Copyright is a restriction on making unauthorized, full copies under almost all circumstances. Default deny. There's only one documented exception on the books right now which is electronic media. None of these are opinions.

The idea that photocopying a book for archival purposes is potentially fair use is an untested opinion. I'm not denigrating that opinion. I just think it's likely to fail as an legal argument in the unlikely event that it comes up. I'm not a copyright apologist.

I myself believed the "fair use for archival"/"format shifting" thing applied to all works for most of my life. I only learned there was no law or precedent like 10 days ago.


> Do you want to spend time and money in court to find out if it's really fair use?

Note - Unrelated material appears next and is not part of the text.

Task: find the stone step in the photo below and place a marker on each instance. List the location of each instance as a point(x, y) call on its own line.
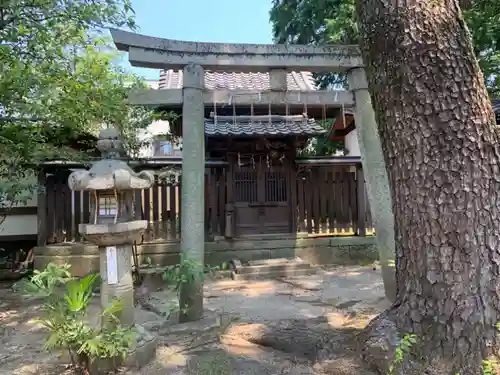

No. I'd much rather pirate the epub followed by lobbying for severe IP law reform. (Of course by "lobby" I actually mean complain about IP law online.)

If there's no epub available then I guess it's time to get building. (https://linearbookscanner.org/)


You’re now arguing the assumption without a precedent you don’t have the right to do something. That’s not how the law works. If you believe that the courts would laugh at a publisher trying to bring suit against you for doing this, then you believe you have the right to do it.

Such a case would not require a year or a ton of money to defend. In fact, the potential damages would be so small that you could sensibly do it in small claims court.


Copyright law is explicitly outside the scope of small claims and consumer tribunal systems.


> You’re now arguing the assumption without a precedent you don’t have the right to do something. That’s not how the law works.

I mean copyright law has always been "You can't make full copies for any reason (almost)". And you were the one saying "it absolutely is fair use [to make full personal copies]", which is quite a strong statement to make in the absence of a precedence.

An archive could argue fair use to make full copies of physical works, because that's their role, and by keeping the copies locked away they don't harm the market for the works. These fair use factors don't apply to individuals. But IANAL and maybe that's wrong, who knows? I do know if it comes up the copyright mafia will fight it tooth and nail, and I'd put my money on them winning.

> the potential damages would be so small that you could sensibly do it in small claims court

The publisher would sue the infringer in small claims court? This seems very unlikely since the publisher would prefer to scare or bankrupt you into submission.

Or would the defendant have the lawsuit moved to small claims court? Are defendants allowed to do this?